Had the US not coerced the scientists into documenting fully and completely all the germ warfare data and research they had done, America and other countries would have been at grave risk that others would use this kind of deadly assault against us. As difficult as it may have been for decent people to let evil walk, in doing so they put a lid on biological warfare that has remained effective for seven decades since.
To learn the truth of any historical matter, go to contemporaneous sources.
Many of the now-declassified documents on Unit 731 and Japan's Biological Warfare activities are found in the pdf document available from the AII POW-MIA InterNetwork archive [5/27/16 URLs no longer work. Here is one US Gov website with PDF lists and other links:
100,000 Pages Declassified in Search for Japanese War Crimes Records . From the page: "
Select Documents on Japanese War Crimes and Japanese Biological Warfare PDF file is a selection of 1,400 documents related to Unit 731 and biological warfare experiments and attacks in World War II. It includes images of about 25 documents in the holdings of the National Archives and will be the starting point for any researcher interested in Japan’s wartime human experimentation programs. ].
Some claim that the US should not have used the Atomic bombs to stop Japan - after years of direct conventional warfare had not convinced Japan's military or Emperor to give up its desire to conquer all of Southeast Asia. Perhaps learning the experience of China, and
of the Dutch in Indonesia, will provide necessary balance and perspective.
All things considered in the full context of the time, using "The Bomb" was a difficult action - but ultimately probably the most effective for preservation of life in Japan, China, and the
prison camps of civilians held by the Japanese
throughout Indonesia and Southeast Asia, as well as of our own troops. We all pray use of atomic weapons will never be necessary again.
That war was over before I was born. I hold deep respect for those who preserved liberty for America and the world. I will neither second guess them nor justify those they fought. Just as today our newest Greatest Generation takes the necessary actions to preserve liberty, so that Greatest Generation did what they had to do, they succeeded, and our lives are good because of it.
But I will also not seek to shame or punish the innocent or forget the first principles of freedom. All men are created equal.

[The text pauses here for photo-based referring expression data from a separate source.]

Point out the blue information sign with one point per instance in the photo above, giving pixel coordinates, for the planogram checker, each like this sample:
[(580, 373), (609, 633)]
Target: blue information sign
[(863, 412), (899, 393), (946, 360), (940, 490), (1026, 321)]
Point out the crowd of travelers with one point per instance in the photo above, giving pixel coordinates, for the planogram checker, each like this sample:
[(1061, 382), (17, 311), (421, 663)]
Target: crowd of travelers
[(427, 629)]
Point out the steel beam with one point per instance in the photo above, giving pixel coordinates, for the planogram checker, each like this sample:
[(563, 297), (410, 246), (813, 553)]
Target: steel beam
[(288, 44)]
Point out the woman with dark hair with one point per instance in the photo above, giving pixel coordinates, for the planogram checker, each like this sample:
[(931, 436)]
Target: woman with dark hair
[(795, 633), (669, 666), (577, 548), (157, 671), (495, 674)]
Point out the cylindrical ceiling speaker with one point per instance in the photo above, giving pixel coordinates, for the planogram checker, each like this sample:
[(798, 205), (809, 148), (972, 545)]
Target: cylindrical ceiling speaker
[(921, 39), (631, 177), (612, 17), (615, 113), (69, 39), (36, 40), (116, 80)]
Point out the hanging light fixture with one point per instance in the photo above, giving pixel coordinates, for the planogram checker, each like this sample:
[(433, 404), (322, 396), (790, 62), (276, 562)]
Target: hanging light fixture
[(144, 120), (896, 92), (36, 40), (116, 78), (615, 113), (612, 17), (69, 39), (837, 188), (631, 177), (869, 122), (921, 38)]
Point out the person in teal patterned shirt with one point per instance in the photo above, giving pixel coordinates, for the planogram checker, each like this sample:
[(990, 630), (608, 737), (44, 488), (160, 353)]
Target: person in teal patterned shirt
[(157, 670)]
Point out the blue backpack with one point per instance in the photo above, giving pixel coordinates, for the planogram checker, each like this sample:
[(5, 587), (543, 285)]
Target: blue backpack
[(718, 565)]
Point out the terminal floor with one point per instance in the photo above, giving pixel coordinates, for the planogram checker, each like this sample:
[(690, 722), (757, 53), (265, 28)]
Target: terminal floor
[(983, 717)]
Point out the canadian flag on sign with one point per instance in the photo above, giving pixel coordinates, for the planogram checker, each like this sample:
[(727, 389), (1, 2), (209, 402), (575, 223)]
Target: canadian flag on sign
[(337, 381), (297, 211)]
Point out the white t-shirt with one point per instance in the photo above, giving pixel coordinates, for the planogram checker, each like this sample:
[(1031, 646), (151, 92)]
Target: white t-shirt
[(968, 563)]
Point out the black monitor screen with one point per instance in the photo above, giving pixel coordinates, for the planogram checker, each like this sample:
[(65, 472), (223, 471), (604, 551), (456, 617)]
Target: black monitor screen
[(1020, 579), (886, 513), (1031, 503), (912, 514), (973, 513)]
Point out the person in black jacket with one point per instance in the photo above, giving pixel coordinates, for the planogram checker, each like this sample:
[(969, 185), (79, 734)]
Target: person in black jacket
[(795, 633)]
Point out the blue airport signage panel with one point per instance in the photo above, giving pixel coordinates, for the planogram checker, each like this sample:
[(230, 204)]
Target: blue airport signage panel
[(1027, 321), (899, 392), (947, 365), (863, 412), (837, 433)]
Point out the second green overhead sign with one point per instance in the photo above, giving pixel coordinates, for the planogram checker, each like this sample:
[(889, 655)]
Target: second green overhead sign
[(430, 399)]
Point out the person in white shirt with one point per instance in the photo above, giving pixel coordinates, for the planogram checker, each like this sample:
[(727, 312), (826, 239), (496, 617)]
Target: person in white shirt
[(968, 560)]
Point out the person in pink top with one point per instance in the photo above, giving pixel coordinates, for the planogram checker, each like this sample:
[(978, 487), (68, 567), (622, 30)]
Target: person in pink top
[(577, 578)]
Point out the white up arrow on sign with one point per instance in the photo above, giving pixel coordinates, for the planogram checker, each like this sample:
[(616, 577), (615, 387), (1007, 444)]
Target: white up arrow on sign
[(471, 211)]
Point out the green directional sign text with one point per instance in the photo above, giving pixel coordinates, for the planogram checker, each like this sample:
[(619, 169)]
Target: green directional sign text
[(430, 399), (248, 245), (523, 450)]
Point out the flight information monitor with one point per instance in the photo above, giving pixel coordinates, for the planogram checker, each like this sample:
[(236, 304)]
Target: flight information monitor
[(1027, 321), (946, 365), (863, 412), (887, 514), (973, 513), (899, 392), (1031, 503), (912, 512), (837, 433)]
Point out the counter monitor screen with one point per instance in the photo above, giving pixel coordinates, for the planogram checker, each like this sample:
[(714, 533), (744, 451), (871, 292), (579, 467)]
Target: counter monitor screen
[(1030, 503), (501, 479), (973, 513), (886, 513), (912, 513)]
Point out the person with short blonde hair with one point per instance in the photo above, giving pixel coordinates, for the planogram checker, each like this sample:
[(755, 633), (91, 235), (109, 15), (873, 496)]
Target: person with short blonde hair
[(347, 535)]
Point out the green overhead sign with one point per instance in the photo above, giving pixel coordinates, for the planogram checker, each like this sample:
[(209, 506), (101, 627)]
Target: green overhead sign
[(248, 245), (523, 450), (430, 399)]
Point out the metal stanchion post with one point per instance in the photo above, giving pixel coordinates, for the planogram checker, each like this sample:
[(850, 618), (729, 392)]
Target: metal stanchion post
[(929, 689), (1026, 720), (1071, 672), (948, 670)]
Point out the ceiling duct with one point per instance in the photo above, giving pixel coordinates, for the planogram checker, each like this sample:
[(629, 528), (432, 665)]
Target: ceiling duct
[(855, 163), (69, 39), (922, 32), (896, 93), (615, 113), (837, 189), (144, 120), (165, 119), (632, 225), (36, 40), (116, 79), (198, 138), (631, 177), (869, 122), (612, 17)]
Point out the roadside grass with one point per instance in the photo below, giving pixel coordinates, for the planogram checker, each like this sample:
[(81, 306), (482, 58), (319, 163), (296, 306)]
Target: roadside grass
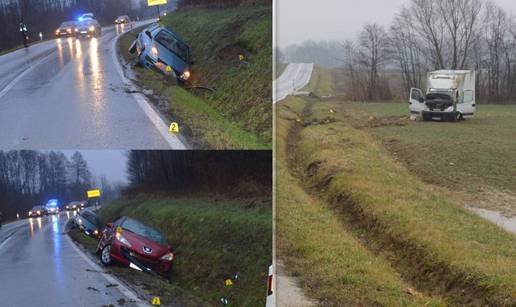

We, whether Americans or Japanese or any other nationality, who were not even born then, owe no apologies or reparations to anyone, and none are owed to us.
~
PS Thanks to Pat at
And So It Goes In Shreveport, whose link about Hiroshima reminded me to write this.
8/7/10 Update:
Via Chicago Boyz (a great blog of cultural/political commentary) comes another set of declassified documentation - this being wartime radio intercepts - that further highlight the facts on the ground in 1945, as told by Richard B. Frank in the Weekly Standard:
"
The intercepts of Japanese Imperial Army and Navy messages disclosed without exception that Japan's armed forces were determined to fight a final Armageddon battle in the homeland against an Allied invasion. The Japanese called this strategy Ketsu Go (Operation Decisive). "
Be sure to also
review the comments for links to additional archival documents from the time.
*Photo is the remains of a "Brewster Buccaneer" Scout Bomber, on Parris Island SC. Used for training, this plane crashed in 1943. Both crewmen survived and the wreck was towed to an out of the way location where it remains today.